At the beginning of the 21st century, the housing utopias of the Athens Charter are completely wrecked in the impoverished peripheries of global megalopolises. The egalitarian and just city imagined by collectivist utopias or the pacified city dreamed of by reformists, the one that would allow a “harmonious” flow of capital, work and domestic life, has mutated into a suburban dystopia on a global scale. Having definitively broken the fragile contract between capital and the social body, full of ghettos and walls, borders, enclaves and fortified areas for the privileged, that dream city is today a battlefield.

In the essay “Slouching towards dystopia: the new military futurism”, published in Race & Class, Matt Carr discusses the fact that in recent years, US and UK military think tanks have produced a series of reports that they try to imagine the future threats to the security of the West.
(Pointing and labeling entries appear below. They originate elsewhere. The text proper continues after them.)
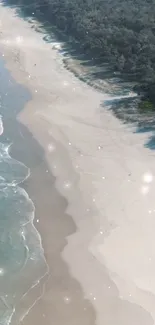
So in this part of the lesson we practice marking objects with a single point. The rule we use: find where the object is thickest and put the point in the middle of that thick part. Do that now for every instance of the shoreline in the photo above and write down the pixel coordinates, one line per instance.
(64, 116)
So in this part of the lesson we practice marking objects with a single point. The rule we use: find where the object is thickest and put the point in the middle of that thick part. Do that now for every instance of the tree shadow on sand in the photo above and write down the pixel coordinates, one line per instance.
(126, 109)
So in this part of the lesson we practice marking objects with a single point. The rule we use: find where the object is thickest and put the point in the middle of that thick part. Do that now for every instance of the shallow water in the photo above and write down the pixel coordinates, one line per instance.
(22, 262)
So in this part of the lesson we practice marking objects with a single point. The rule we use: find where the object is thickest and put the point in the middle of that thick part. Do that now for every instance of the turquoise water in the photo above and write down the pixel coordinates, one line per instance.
(22, 263)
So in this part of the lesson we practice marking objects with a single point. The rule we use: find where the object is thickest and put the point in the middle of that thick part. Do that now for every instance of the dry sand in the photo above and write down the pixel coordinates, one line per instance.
(106, 175)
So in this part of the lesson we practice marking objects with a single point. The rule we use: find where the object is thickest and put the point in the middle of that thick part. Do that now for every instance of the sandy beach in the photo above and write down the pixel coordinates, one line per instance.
(93, 189)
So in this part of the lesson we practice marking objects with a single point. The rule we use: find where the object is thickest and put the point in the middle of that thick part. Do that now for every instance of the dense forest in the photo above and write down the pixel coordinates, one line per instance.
(121, 32)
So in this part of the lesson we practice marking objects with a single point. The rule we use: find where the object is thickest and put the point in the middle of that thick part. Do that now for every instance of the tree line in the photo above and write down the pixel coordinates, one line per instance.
(120, 32)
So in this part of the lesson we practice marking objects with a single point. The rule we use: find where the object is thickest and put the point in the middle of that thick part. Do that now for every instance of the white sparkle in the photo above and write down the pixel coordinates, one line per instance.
(67, 300)
(1, 271)
(148, 178)
(65, 83)
(67, 185)
(51, 147)
(19, 39)
(145, 190)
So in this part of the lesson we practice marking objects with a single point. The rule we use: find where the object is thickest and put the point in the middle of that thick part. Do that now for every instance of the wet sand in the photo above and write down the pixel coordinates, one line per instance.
(96, 194)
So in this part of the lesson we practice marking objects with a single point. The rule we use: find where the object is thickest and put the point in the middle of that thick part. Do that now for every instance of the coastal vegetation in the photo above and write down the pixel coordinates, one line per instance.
(120, 32)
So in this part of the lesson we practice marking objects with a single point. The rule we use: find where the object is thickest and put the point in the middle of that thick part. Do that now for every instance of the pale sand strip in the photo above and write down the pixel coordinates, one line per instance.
(102, 175)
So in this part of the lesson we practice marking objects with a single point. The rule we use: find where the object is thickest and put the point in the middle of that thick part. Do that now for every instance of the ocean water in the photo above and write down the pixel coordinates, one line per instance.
(22, 262)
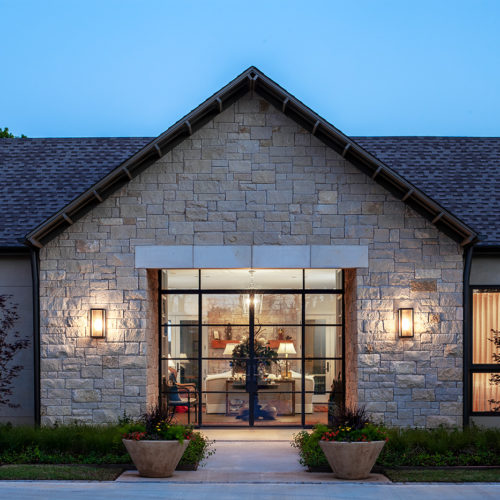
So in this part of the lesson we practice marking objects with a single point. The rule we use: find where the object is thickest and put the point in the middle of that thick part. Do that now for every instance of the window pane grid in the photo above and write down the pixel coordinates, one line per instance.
(297, 376)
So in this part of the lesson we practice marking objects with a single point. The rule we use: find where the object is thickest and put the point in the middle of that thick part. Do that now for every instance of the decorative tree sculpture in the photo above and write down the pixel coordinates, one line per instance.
(264, 355)
(10, 344)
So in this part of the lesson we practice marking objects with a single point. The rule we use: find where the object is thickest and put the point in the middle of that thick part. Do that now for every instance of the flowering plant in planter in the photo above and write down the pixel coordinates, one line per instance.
(155, 444)
(353, 444)
(368, 433)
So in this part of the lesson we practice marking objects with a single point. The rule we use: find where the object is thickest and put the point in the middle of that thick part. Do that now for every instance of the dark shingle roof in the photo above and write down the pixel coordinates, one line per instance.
(38, 177)
(462, 174)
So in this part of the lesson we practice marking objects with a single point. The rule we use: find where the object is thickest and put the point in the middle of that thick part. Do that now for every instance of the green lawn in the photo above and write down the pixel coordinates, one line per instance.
(443, 475)
(58, 472)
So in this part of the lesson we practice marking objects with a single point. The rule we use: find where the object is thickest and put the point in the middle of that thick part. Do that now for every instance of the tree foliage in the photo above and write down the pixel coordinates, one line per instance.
(5, 134)
(10, 344)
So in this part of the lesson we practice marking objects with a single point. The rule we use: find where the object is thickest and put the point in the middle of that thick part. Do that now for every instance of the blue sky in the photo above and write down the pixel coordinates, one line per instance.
(132, 68)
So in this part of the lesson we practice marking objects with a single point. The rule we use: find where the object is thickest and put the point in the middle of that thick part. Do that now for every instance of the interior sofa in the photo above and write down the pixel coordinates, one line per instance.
(216, 402)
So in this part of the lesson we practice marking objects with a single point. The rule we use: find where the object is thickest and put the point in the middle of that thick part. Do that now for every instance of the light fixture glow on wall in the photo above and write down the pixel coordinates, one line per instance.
(98, 323)
(405, 322)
This new military futurism sees threats to the Western way of life emanating from conflicts over resource scarcity, mass migrations and the growth of failed megacities where social disorder is a daily occurrence. The dark predictions of military futurologists posit an eminently urban scenario of war, of neighborhood-by-neighborhood, street-by-street, house-by-house fighting, and provide a justification for endless war against the dispossessed. As Mike Davis states: “For the Pentagon, the ‘failed cities’ of the countries of the Global South have been identified as ‘the key battleground of the future'”.
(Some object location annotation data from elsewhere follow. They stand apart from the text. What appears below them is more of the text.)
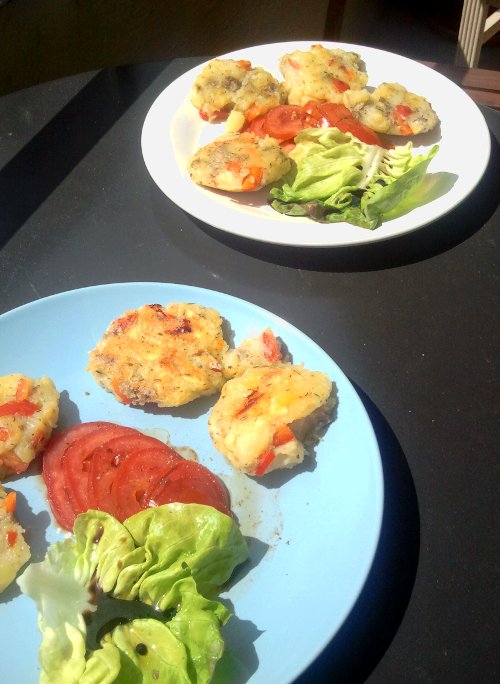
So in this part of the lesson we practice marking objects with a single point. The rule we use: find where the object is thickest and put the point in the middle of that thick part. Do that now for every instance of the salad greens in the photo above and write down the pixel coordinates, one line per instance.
(135, 602)
(336, 177)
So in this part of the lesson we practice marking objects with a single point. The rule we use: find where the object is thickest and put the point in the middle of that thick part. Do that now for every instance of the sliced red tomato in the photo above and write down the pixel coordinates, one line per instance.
(105, 462)
(76, 461)
(53, 474)
(189, 482)
(285, 121)
(138, 474)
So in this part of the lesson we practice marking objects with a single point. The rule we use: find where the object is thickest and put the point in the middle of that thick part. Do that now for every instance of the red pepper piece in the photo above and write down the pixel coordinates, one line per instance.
(18, 408)
(264, 462)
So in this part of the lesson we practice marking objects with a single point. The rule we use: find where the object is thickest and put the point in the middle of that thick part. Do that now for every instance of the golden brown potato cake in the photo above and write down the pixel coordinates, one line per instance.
(29, 409)
(164, 355)
(227, 86)
(239, 162)
(14, 552)
(259, 351)
(321, 74)
(392, 109)
(265, 416)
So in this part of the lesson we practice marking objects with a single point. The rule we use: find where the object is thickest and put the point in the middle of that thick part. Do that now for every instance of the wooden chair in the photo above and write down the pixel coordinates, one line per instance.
(477, 26)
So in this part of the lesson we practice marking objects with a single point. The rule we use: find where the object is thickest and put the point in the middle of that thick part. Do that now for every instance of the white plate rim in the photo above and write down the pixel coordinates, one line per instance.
(165, 158)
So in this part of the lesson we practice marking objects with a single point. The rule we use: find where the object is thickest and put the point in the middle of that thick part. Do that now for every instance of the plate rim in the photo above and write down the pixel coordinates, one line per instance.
(226, 220)
(376, 463)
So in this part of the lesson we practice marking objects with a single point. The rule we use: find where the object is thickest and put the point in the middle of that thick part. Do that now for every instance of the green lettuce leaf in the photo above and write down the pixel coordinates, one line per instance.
(174, 558)
(337, 178)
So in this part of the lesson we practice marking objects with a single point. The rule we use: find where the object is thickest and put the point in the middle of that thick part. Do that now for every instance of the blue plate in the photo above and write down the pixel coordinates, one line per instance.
(312, 531)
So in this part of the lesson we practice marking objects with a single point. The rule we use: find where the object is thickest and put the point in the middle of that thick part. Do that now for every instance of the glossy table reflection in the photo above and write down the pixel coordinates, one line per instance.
(413, 322)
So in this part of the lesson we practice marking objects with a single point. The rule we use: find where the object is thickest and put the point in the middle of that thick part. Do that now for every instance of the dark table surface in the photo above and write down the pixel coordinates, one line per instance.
(413, 322)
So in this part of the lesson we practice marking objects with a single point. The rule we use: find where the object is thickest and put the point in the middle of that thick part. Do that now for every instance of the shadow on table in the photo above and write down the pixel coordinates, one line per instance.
(437, 237)
(375, 618)
(36, 171)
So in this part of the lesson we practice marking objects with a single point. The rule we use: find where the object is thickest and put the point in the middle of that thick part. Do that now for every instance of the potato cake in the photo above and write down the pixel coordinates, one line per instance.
(14, 552)
(263, 350)
(227, 86)
(392, 109)
(29, 410)
(164, 355)
(265, 417)
(240, 162)
(321, 74)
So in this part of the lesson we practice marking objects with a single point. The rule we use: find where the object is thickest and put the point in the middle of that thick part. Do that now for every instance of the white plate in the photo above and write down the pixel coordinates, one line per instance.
(173, 131)
(313, 531)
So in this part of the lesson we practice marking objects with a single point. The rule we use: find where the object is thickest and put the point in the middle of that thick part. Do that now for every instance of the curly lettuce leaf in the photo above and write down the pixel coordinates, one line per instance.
(337, 178)
(173, 558)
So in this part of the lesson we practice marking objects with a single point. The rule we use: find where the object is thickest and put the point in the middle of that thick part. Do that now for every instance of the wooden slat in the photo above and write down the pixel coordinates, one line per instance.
(483, 85)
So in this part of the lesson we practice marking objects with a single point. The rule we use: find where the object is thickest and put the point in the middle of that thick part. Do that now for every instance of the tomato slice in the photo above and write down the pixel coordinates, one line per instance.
(77, 462)
(53, 475)
(107, 459)
(139, 472)
(285, 121)
(189, 482)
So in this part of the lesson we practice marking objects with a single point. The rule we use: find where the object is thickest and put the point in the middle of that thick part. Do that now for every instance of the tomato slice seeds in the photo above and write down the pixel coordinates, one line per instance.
(120, 470)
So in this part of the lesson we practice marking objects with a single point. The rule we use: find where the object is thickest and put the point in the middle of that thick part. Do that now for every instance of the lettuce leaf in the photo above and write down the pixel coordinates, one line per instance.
(174, 558)
(337, 178)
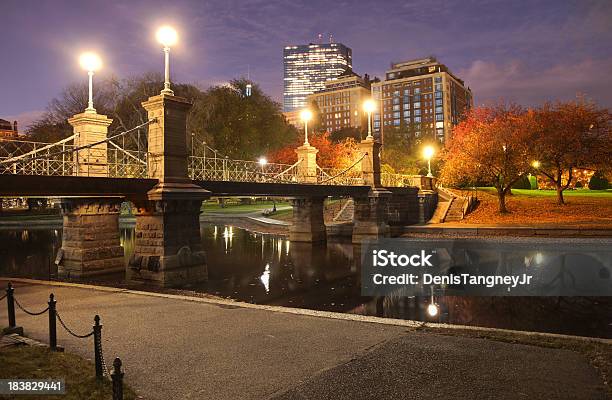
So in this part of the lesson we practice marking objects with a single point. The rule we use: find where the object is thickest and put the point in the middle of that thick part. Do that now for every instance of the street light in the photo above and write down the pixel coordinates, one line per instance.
(432, 310)
(262, 162)
(167, 36)
(90, 62)
(369, 106)
(305, 116)
(428, 152)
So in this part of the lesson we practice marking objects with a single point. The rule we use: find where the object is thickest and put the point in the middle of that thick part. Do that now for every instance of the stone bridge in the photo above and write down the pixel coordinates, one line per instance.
(168, 249)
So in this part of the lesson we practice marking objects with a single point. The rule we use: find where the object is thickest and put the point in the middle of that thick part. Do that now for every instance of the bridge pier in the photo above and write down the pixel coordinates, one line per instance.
(307, 168)
(308, 224)
(90, 238)
(168, 249)
(90, 127)
(370, 219)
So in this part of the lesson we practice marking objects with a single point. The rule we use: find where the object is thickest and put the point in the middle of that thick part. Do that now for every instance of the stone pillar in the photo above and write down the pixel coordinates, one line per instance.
(168, 248)
(370, 220)
(370, 164)
(308, 224)
(90, 127)
(307, 168)
(90, 238)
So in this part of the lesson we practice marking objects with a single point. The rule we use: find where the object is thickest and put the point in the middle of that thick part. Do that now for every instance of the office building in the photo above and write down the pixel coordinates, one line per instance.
(420, 97)
(307, 67)
(340, 102)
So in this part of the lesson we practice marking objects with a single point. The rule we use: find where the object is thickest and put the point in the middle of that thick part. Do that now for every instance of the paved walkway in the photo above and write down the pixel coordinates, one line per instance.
(181, 348)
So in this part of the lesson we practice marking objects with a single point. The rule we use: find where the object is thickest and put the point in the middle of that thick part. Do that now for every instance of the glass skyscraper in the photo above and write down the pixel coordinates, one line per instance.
(307, 67)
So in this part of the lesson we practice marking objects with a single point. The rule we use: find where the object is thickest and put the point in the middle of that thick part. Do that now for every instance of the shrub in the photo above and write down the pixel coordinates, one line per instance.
(598, 182)
(522, 183)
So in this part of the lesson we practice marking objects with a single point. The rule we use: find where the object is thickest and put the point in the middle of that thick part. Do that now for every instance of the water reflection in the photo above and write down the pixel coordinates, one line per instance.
(268, 269)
Czech hedgehog (three blocks of social housing) is a prototype for urban self-defense.

* Czech hedgehog (three blocks of social housing) belongs to BPS22 Musée d’Art collection, Charleroi, Belgium

A century of European architecture: La Cité de la Muette


Wooden shelves, prints on aluminium and bronze model.
162 x 65 x 58 cm
Edition of 3

Josep Lluís Sert in his well-known book Can our Cities Survive? An ABC of Urban Problems, their Analysis, their Solutions – which collects and theorises all the elements of the famous Athens Charter (1934) agreed at the IV CIAM (International Congress of Modern Architecture) led by Le Corbusier – presents the housing complex known as the Cité de la Muette as the desirable model for modern living, a “garden city” that combines affordable housing with communal living.

This complex of social housing for the working class, – designed by the architects Marcel Lods and Eugène Beaudouin, with the collaboration of Jean Prouvé and built between 1931 and 1934 in Drancy, in the northeast of Paris –, it is considered one of the first large housing projects designed according to CIAM principles.
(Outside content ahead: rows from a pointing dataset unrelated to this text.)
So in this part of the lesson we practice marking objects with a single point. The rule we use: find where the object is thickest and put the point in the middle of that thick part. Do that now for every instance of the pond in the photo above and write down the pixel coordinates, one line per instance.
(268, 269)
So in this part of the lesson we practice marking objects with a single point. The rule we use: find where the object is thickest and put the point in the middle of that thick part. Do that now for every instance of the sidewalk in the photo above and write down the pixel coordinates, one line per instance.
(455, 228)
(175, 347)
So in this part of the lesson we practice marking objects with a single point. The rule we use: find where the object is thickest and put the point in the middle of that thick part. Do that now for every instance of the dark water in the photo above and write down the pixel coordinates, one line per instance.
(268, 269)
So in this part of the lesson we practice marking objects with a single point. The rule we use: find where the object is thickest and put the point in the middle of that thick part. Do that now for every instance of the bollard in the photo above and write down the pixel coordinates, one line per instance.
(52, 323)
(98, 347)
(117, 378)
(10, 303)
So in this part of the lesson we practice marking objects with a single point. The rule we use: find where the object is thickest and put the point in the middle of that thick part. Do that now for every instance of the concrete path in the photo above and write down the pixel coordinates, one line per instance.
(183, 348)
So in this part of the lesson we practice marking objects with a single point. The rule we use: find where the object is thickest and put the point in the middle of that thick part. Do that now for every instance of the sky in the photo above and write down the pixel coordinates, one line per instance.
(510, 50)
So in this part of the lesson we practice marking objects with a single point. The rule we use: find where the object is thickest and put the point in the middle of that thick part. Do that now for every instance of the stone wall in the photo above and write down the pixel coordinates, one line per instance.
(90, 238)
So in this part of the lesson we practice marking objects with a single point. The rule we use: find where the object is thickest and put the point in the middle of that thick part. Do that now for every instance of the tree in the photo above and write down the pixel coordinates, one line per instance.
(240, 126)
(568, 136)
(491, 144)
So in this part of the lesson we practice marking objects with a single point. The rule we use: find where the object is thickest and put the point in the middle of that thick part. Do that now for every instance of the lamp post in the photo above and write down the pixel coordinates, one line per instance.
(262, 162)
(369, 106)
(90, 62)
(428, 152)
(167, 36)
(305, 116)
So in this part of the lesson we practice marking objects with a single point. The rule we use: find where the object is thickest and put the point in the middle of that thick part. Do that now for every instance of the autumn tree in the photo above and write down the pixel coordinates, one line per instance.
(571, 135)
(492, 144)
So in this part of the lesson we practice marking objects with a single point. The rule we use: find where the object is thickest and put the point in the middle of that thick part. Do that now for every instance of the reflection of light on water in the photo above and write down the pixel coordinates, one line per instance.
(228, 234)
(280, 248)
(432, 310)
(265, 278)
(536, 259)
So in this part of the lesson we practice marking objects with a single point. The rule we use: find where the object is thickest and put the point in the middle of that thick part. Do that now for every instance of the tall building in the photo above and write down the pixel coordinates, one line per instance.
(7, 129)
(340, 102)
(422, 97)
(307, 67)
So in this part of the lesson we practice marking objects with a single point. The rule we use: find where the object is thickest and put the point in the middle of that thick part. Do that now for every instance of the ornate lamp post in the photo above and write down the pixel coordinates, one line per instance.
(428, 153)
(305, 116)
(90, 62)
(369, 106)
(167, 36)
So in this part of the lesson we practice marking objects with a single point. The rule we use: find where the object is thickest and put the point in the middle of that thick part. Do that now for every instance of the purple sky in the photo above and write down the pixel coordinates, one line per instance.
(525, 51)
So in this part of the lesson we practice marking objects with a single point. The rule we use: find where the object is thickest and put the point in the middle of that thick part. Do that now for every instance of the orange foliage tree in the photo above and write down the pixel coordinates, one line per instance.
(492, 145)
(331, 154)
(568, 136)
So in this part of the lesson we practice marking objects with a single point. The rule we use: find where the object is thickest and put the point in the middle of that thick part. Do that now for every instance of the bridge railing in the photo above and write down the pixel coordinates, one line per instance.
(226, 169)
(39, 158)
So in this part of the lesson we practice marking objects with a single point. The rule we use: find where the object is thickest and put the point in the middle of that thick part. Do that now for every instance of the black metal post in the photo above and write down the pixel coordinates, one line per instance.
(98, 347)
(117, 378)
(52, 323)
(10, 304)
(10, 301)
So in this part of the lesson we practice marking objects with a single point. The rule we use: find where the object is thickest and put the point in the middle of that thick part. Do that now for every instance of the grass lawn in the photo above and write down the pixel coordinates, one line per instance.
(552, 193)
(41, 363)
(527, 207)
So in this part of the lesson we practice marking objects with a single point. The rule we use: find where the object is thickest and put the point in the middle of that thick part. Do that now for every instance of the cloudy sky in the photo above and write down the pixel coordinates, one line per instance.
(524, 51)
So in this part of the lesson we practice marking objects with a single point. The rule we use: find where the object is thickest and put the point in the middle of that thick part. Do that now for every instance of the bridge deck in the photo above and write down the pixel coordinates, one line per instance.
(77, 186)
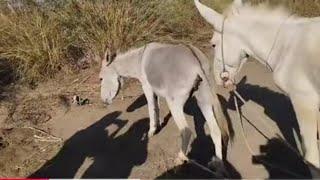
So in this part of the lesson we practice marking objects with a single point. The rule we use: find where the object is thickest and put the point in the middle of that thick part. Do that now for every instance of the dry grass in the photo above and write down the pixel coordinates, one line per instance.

In 1941 the Drancy concentration camp was created in a large U-shaped building that is part of the Cité de la Muette complex. From August 1941 to August 1944, the Drancy concentration camp was the lynchpin of the anti-Semitic expulsion policy in France. This camp was for three years the main internment center for Jews before they were deported to the Nazi extermination camps, most of them in Auschwitz.